3.3. Mutamento, dissenso, comunicazione

3.3.3. La non neutralità di uno sguardo: il notaio nella comunità

Nella compresenza di diversi modelli scrittori, nella tensione fra sperimentazioni più audaci e più caute delle stesse innovazioni, a volte è possibile identificare non tanto l’incertezza o la normale pluralità delle rappresentazioni sociali, o ancora le inerzie e le resistenze che accompagnano la diffusione di nuovi paradigmi, ma la traccia di un ripensamento e di un dibattito, che invita a scegliere tra opposti ideali e a schierarsi con i rispettivi sostenitori. Sono situazioni in cui l’orientamento per un’opzione o l’altra non appare come il disinvolto muoversi fra rappresentazioni intercambiabili, ma una scelta di campo risoluta. Pertanto situare nella comunità o nel territorio i notai può aiutare a comprendere le soluzioni grafiche che adottarono.

Il notaio di Gerola più incline a premiare i magistri nelle sue liste era Pietro Curtoni, sia quando stendeva i documenti relativi al suo comune (ASSo, AN, 319, f. 98r., 1474.02.24), sia quando lavorava per Pedesina (ivi, f. 94r., 1474.02.15). A Gerola, nel 1474, non solo allineò all’apertura dell’elenco quattro artigiani, ma, servendosi della stessa tecnica impiegata dai colleghi che operavano nei luoghi dove si era più sviluppata la coscienza di sé delle élites, distribuì gli spazi verticali e orizzontali della pagina in modo da conferire la massima enfasi ai loro nomi. Egli aveva sperimentato direttamente, nella vicenda del padre e nella propria, il riconoscimento sociale di cui a Gerola godeva il magister, e non doveva essergli estranea l’autostima di questa componente della popolazione. Era infatti figlio di magister Antonio, un importante politico del comune, di cui seguì le orme nella vita pubblica e che designò al primo posto nella lista del 1474 appena ricordata, riferendovisi, orgogliosamente, come al «pater meus», subito seguito per di più dal nome dello zio.

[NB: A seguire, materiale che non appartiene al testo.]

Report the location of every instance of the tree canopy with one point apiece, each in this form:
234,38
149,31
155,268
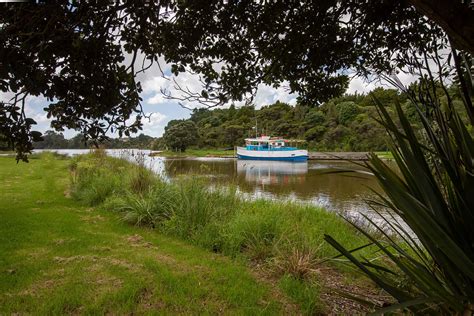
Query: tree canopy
83,56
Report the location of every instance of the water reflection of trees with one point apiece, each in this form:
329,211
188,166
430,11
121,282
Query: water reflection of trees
305,181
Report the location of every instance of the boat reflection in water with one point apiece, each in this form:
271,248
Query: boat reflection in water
272,172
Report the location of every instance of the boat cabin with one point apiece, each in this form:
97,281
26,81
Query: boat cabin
267,143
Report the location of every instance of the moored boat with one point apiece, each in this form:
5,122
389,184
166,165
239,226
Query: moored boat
270,148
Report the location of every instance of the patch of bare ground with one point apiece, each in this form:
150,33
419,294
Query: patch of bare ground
264,275
335,287
92,219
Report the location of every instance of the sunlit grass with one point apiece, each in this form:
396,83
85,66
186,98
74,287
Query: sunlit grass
59,257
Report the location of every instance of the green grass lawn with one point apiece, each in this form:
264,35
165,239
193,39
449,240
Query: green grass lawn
384,154
58,257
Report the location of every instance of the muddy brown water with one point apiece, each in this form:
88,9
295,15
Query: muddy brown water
307,182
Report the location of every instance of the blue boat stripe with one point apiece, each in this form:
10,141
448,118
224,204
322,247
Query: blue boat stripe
294,158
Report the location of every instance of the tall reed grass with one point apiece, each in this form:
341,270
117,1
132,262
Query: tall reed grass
284,238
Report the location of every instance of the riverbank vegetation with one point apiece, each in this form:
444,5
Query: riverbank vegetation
79,248
283,239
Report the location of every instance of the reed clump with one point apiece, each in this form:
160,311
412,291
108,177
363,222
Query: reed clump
280,236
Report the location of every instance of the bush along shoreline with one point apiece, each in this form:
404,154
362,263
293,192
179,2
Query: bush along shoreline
284,241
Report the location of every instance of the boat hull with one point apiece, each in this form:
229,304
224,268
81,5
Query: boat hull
298,155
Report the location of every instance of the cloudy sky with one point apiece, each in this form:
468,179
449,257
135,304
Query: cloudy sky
161,110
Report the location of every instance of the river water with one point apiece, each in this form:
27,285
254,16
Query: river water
302,182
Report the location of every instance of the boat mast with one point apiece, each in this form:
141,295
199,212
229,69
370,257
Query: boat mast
256,128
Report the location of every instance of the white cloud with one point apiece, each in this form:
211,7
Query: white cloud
268,95
153,124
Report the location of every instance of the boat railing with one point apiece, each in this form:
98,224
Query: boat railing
262,148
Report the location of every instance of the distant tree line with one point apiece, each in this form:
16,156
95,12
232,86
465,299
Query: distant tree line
56,140
345,123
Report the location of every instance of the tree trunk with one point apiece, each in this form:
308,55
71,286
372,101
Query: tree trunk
456,17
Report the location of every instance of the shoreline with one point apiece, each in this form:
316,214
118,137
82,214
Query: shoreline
349,156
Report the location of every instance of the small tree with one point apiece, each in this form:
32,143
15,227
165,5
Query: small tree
181,135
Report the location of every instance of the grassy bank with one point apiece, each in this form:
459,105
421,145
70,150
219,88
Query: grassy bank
196,153
60,257
285,240
119,240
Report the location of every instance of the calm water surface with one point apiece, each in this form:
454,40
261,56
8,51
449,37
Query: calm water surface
303,182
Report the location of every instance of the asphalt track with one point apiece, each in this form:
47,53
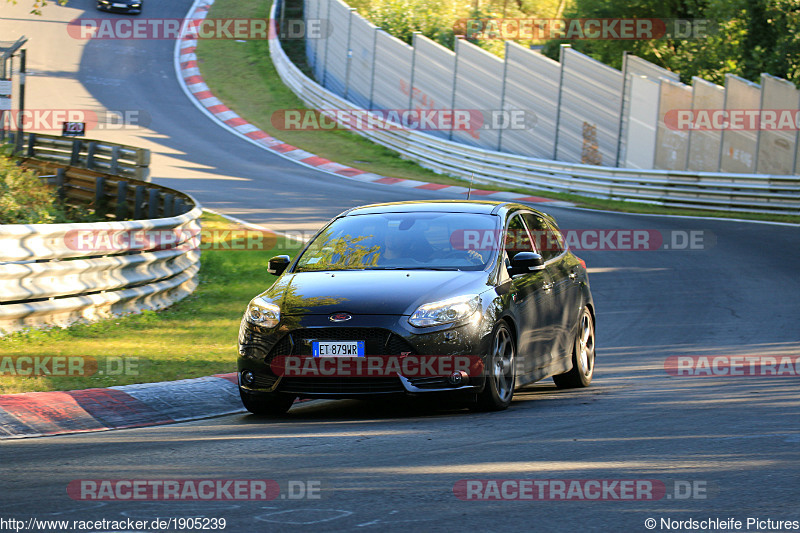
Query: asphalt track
393,467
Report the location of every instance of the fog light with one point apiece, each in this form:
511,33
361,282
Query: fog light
458,378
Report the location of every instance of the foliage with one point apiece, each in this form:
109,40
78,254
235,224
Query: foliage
27,199
24,197
745,37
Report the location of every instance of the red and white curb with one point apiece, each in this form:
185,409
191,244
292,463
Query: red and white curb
37,414
201,96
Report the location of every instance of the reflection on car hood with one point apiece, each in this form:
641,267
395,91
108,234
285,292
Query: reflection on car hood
382,292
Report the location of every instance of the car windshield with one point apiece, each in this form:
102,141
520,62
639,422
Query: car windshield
404,241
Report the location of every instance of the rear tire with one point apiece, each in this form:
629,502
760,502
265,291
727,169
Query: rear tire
267,404
582,356
500,371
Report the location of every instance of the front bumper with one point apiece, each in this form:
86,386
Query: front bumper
384,335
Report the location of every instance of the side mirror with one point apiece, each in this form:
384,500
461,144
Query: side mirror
278,264
524,262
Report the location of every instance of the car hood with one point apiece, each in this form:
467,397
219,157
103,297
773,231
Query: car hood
373,292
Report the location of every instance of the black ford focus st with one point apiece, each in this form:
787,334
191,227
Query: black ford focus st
471,299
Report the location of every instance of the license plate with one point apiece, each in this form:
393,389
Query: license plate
338,348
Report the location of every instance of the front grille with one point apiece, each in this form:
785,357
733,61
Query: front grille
264,381
377,341
430,382
349,385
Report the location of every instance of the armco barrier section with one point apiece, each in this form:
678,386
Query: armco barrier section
102,156
704,190
588,103
56,274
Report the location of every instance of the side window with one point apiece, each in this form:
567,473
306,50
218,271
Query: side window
547,239
517,238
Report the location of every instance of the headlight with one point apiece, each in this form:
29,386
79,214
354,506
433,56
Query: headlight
444,311
262,313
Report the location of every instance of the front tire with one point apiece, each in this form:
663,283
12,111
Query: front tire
267,404
501,371
582,356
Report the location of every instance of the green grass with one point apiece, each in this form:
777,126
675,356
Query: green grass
242,76
193,338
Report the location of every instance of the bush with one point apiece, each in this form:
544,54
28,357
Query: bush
26,199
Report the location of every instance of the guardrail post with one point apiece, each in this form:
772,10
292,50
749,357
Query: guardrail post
90,155
61,174
114,160
152,203
169,205
138,203
75,156
121,211
31,144
100,196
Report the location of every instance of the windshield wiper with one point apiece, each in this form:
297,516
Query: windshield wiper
415,268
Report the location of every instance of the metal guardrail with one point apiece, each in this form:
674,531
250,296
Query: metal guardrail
755,193
56,274
112,158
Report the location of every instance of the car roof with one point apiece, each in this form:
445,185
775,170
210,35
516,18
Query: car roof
438,206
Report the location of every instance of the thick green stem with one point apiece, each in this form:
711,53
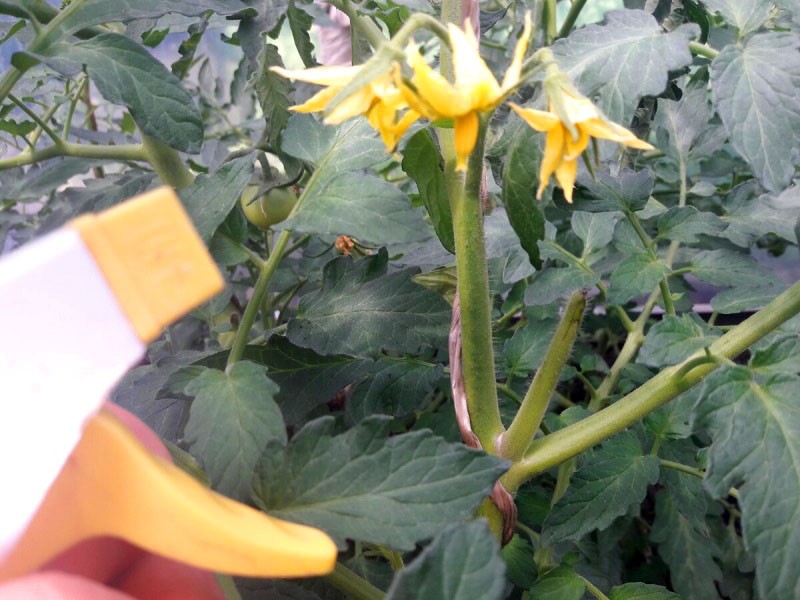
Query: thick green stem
477,356
44,13
550,14
122,152
572,16
42,123
574,439
703,50
249,317
167,163
353,585
489,511
363,24
519,436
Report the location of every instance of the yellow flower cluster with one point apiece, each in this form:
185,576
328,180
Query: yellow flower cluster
393,101
562,146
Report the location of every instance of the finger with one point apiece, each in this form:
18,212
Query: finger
157,577
57,586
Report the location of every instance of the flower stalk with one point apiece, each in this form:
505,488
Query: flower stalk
562,445
477,354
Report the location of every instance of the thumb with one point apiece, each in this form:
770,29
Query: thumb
52,585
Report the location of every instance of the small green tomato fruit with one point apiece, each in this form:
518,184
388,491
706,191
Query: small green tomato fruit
271,208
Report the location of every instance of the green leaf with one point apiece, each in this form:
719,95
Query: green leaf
362,206
684,121
614,477
307,379
755,428
127,74
745,15
396,388
561,583
625,191
361,311
637,275
518,556
366,486
462,562
739,299
332,151
556,283
687,224
751,215
674,339
300,23
726,267
188,48
606,59
520,179
423,163
20,129
526,349
685,545
233,417
44,178
273,92
754,89
96,12
782,356
263,18
641,591
595,229
209,198
142,391
97,195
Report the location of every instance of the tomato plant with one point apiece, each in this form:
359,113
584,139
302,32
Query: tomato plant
563,362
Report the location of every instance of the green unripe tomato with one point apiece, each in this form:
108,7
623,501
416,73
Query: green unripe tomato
271,208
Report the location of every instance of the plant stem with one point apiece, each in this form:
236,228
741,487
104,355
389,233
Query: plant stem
682,468
593,589
703,50
631,346
666,295
80,84
365,25
353,585
477,356
121,152
572,16
44,13
519,436
565,443
9,80
42,124
509,393
550,20
248,318
167,162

Si può supporre inoltre che i cancellieri del Terziere Inferiore e della squadra di Morbegno abbiano avuto un ruolo decisivo nella ricerca delle forme documentarie per esprimere la preminenza del capoluogo: erano quasi tutti originari di Morbegno e membri tra i più influenti dell’élite che consacrava molto del proprio tempo e delle proprie energie alla politica di quelle federazioni. In questo caso, però, come in quello di Gerola, manca il riscontro di un vero e proprio dibattito con posizioni di segno diverso, anzi la precedenza di Morbegno, almeno in un’età molto avanzata, fu riconosciuta anche dai notai residenti negli altri comuni della giurisdizione, come Gian Battista Camozzi di Talamona (ASSo, AN, 843, f. 157r., 1554.06.12).